Anger Versus the Effort of Love

“Whatever good you think can be achieved with anger can be achieved better without it. Anger is the fuel of Christians too lazy to love.”
~Skye Jethani
There would be no person born of a woman that does not struggle with their anger. The most righteous people in the Bible did, apart from Jesus, that is. Anger seems to be part and parcel of the way we respond in many situations that don’t go according to plan. And, of course, there are the times we get angry and we don’t even know why.
Anger makes for a fascinating study, so long as you’re not on the receiving end of it.
Anger is also the elephant in any room when it comes to relationships and the hidden things; those things that occur in people’s lives that nobody but the closest know about. Does anything rival the embarrassment, guilt and shame we might feel in our uncontrolled anger?

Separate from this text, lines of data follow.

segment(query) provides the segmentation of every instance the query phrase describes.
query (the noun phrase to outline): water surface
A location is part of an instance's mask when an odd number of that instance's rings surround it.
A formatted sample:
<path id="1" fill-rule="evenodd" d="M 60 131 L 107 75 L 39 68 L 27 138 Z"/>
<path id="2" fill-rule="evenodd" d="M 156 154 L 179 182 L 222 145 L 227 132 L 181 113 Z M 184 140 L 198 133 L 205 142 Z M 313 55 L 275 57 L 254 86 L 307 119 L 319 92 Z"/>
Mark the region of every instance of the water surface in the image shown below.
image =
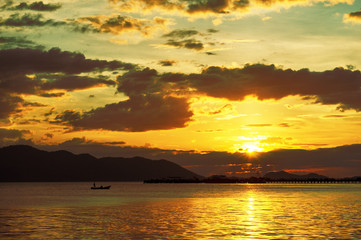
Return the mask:
<path id="1" fill-rule="evenodd" d="M 0 183 L 0 239 L 361 239 L 361 184 L 110 184 Z"/>

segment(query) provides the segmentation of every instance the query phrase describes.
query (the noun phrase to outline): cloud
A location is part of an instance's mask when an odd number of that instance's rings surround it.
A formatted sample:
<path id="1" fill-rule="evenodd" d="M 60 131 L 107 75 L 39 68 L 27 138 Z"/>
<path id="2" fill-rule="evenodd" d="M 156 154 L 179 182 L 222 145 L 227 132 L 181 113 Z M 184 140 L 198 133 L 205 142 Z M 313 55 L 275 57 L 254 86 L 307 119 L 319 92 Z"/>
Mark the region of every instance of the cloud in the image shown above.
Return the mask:
<path id="1" fill-rule="evenodd" d="M 136 95 L 82 115 L 67 111 L 58 115 L 57 119 L 75 129 L 143 132 L 185 127 L 193 115 L 188 108 L 188 102 L 183 98 Z"/>
<path id="2" fill-rule="evenodd" d="M 14 13 L 7 19 L 0 19 L 0 26 L 7 27 L 43 27 L 60 26 L 65 24 L 65 22 L 54 21 L 52 19 L 43 20 L 43 15 L 30 13 L 25 13 L 23 15 Z"/>
<path id="3" fill-rule="evenodd" d="M 209 67 L 200 74 L 190 74 L 188 82 L 191 87 L 216 98 L 241 101 L 247 95 L 261 100 L 312 96 L 315 103 L 336 104 L 340 111 L 361 111 L 361 73 L 343 68 L 310 72 L 264 64 L 232 69 Z"/>
<path id="4" fill-rule="evenodd" d="M 197 13 L 213 13 L 225 14 L 234 9 L 244 8 L 248 6 L 247 0 L 186 0 L 186 1 L 146 1 L 146 0 L 110 0 L 111 3 L 116 4 L 117 8 L 122 11 L 152 10 L 155 8 L 165 11 L 176 10 L 188 15 Z"/>
<path id="5" fill-rule="evenodd" d="M 346 118 L 346 115 L 340 115 L 340 114 L 332 114 L 332 115 L 325 115 L 323 118 Z"/>
<path id="6" fill-rule="evenodd" d="M 31 134 L 28 130 L 16 130 L 0 128 L 0 146 L 11 144 L 31 144 L 30 140 L 26 140 L 26 135 Z"/>
<path id="7" fill-rule="evenodd" d="M 171 78 L 167 78 L 168 75 Z M 183 128 L 192 120 L 193 112 L 189 110 L 188 99 L 173 96 L 173 92 L 179 89 L 171 87 L 171 83 L 182 76 L 159 75 L 149 68 L 129 71 L 117 78 L 117 90 L 127 95 L 128 100 L 84 113 L 68 110 L 59 114 L 55 122 L 71 125 L 74 130 L 143 132 Z"/>
<path id="8" fill-rule="evenodd" d="M 158 73 L 154 69 L 129 71 L 117 78 L 117 90 L 128 96 L 162 92 L 164 84 L 157 78 Z"/>
<path id="9" fill-rule="evenodd" d="M 159 74 L 154 69 L 145 68 L 119 76 L 117 90 L 129 99 L 79 113 L 71 121 L 59 118 L 59 122 L 67 122 L 75 129 L 116 131 L 185 127 L 193 115 L 187 101 L 191 94 L 206 94 L 231 101 L 242 101 L 247 95 L 257 96 L 261 100 L 293 95 L 312 100 L 314 104 L 337 105 L 340 111 L 361 111 L 361 73 L 343 68 L 310 72 L 308 69 L 291 70 L 274 65 L 253 64 L 243 68 L 208 67 L 199 74 L 188 75 Z M 170 107 L 172 104 L 174 108 Z M 229 108 L 230 105 L 225 105 L 213 114 Z M 147 121 L 144 122 L 144 119 Z M 288 123 L 277 126 L 290 127 Z"/>
<path id="10" fill-rule="evenodd" d="M 62 97 L 65 93 L 58 92 L 58 93 L 41 93 L 40 97 L 46 97 L 46 98 L 53 98 L 53 97 Z"/>
<path id="11" fill-rule="evenodd" d="M 81 53 L 52 48 L 0 50 L 0 71 L 4 74 L 58 73 L 77 74 L 106 70 L 130 70 L 133 64 L 120 61 L 86 59 Z"/>
<path id="12" fill-rule="evenodd" d="M 159 65 L 163 67 L 170 67 L 173 66 L 176 63 L 174 60 L 161 60 L 159 61 Z"/>
<path id="13" fill-rule="evenodd" d="M 209 33 L 217 33 L 217 32 L 219 32 L 219 30 L 213 29 L 213 28 L 209 28 L 209 29 L 207 29 L 207 32 L 209 32 Z"/>
<path id="14" fill-rule="evenodd" d="M 9 115 L 16 113 L 23 103 L 24 100 L 21 97 L 12 96 L 0 89 L 0 119 L 6 119 Z"/>
<path id="15" fill-rule="evenodd" d="M 163 37 L 182 39 L 182 38 L 192 37 L 192 36 L 198 35 L 198 34 L 200 34 L 200 33 L 196 30 L 177 29 L 177 30 L 171 31 L 170 33 L 164 34 Z"/>
<path id="16" fill-rule="evenodd" d="M 361 11 L 352 12 L 343 16 L 343 21 L 348 23 L 361 24 Z"/>
<path id="17" fill-rule="evenodd" d="M 278 126 L 280 126 L 280 127 L 291 127 L 291 125 L 289 123 L 280 123 L 280 124 L 278 124 Z"/>
<path id="18" fill-rule="evenodd" d="M 224 112 L 228 112 L 228 111 L 232 111 L 233 110 L 233 106 L 232 104 L 226 104 L 223 107 L 221 107 L 220 109 L 213 111 L 213 112 L 209 112 L 210 115 L 216 115 L 216 114 L 220 114 L 220 113 L 224 113 Z"/>
<path id="19" fill-rule="evenodd" d="M 254 123 L 254 124 L 247 124 L 247 127 L 271 127 L 272 124 L 268 123 Z"/>
<path id="20" fill-rule="evenodd" d="M 51 3 L 43 3 L 42 1 L 39 2 L 32 2 L 30 4 L 26 2 L 21 2 L 19 5 L 8 8 L 9 10 L 33 10 L 33 11 L 55 11 L 61 8 L 61 4 L 51 4 Z"/>
<path id="21" fill-rule="evenodd" d="M 113 6 L 122 12 L 157 11 L 163 14 L 182 14 L 184 16 L 207 17 L 217 16 L 222 21 L 223 16 L 239 16 L 259 9 L 278 10 L 291 6 L 310 6 L 323 3 L 327 6 L 339 3 L 353 4 L 354 0 L 109 0 Z M 228 20 L 237 19 L 234 17 Z"/>
<path id="22" fill-rule="evenodd" d="M 208 29 L 208 33 L 201 33 L 196 30 L 187 30 L 187 29 L 176 29 L 167 34 L 164 34 L 163 38 L 168 38 L 167 42 L 164 43 L 166 46 L 172 46 L 176 48 L 187 48 L 191 50 L 200 51 L 203 50 L 205 44 L 202 41 L 205 39 L 209 40 L 209 35 L 217 32 L 214 29 Z M 202 40 L 195 39 L 194 37 L 203 38 Z M 208 42 L 209 45 L 215 45 L 214 42 Z M 206 53 L 211 55 L 212 53 Z"/>
<path id="23" fill-rule="evenodd" d="M 228 0 L 206 0 L 206 1 L 193 1 L 188 5 L 188 13 L 197 12 L 213 12 L 213 13 L 229 13 Z"/>
<path id="24" fill-rule="evenodd" d="M 68 91 L 87 89 L 100 85 L 115 85 L 115 82 L 106 77 L 92 78 L 87 76 L 58 76 L 50 75 L 48 80 L 42 84 L 42 90 L 63 89 Z M 58 97 L 61 93 L 53 93 L 52 97 Z M 42 95 L 45 97 L 45 95 Z M 48 96 L 51 96 L 50 94 Z"/>
<path id="25" fill-rule="evenodd" d="M 39 46 L 31 40 L 21 37 L 0 37 L 0 46 L 1 49 L 11 49 L 11 48 L 38 48 L 41 49 L 42 46 Z"/>
<path id="26" fill-rule="evenodd" d="M 126 16 L 94 16 L 83 17 L 76 20 L 77 23 L 88 23 L 90 25 L 81 25 L 77 27 L 77 31 L 81 32 L 99 32 L 111 33 L 119 35 L 125 31 L 136 31 L 142 33 L 144 36 L 152 34 L 159 29 L 165 29 L 169 23 L 167 19 L 155 17 L 152 20 L 137 19 Z"/>
<path id="27" fill-rule="evenodd" d="M 181 41 L 169 39 L 165 43 L 165 45 L 173 46 L 173 47 L 177 47 L 177 48 L 193 49 L 193 50 L 197 50 L 197 51 L 200 51 L 204 48 L 203 43 L 198 40 L 195 40 L 195 39 L 186 39 L 186 40 L 181 40 Z"/>
<path id="28" fill-rule="evenodd" d="M 24 105 L 21 94 L 60 97 L 63 92 L 99 85 L 114 85 L 107 77 L 78 76 L 81 73 L 129 70 L 135 65 L 120 61 L 87 59 L 81 53 L 53 48 L 0 50 L 0 118 L 7 118 Z M 31 76 L 32 75 L 32 76 Z"/>

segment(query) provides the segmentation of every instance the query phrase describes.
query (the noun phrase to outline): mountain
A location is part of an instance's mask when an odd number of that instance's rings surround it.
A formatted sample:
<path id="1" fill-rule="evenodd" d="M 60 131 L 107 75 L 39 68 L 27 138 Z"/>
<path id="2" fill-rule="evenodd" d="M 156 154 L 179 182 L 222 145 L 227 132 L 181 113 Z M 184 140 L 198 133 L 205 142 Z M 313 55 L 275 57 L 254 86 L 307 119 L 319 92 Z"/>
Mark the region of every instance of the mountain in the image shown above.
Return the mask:
<path id="1" fill-rule="evenodd" d="M 322 176 L 322 175 L 319 175 L 316 173 L 297 175 L 297 174 L 292 174 L 292 173 L 288 173 L 285 171 L 269 172 L 269 173 L 266 173 L 263 177 L 271 179 L 271 180 L 314 180 L 314 179 L 327 179 L 328 178 L 326 176 Z"/>
<path id="2" fill-rule="evenodd" d="M 0 148 L 0 181 L 143 181 L 167 177 L 203 178 L 167 160 L 95 158 L 26 145 Z"/>

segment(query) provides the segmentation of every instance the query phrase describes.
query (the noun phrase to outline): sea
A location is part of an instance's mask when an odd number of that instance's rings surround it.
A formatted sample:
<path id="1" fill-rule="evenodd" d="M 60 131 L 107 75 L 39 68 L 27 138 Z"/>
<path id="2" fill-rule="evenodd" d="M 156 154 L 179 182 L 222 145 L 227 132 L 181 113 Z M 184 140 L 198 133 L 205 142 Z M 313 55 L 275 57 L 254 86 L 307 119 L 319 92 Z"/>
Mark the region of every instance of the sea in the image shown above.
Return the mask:
<path id="1" fill-rule="evenodd" d="M 0 183 L 0 239 L 361 239 L 361 184 Z"/>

Anger And Relationships – An Incompatible Mix
For all that can be said about anger, we can know this about it. It never benefits relationships unless such anger is expressed in moderation—where anger might motivate us to communicate the truth in love. But that’s not really the anger we have in frame here.
The anger that fills our minds is the anger that has betrayed us.
Such betrayals have occurred, and have perhaps only occurred, within our relationships. Anger and relationships, therefore, are incompatible. If anger is our response to a relationship issue it is the wrong response.
The Effort Of Love
Love, so far as relationships are concerned, and not the romantic kind, generally involves effort. To climb over our propensity to get angry we need to find a way to love. Indeed, perhaps this is how we manage our anger; by committing to love instead.
By going the extra mile in our patience with people, by agreeing beforehand to love them, especially when we don’t want to, we choose the holy accord of love.
This, against the backdrop that presents a thousand different ways of easier response, is a difficult thing to achieve. But when we do achieve it, mastering the effort to love, we are converted to the personal power of hope and faith in it. God commends us because our relationships are blessed; because we are trusted and respected as a result.
Anger and love are polar opposites. When we are tempted toward anger with people we are tempted to not love them. It’s better to commit our efforts to love; to have the situational wisdom just to love. Anger and relationships don’t mix.
© 2012 S. J. Wickham.
Postscript: we should understand that never are we beyond God’s forgiveness for our anger. And if God forgives us, we can forgive ourselves.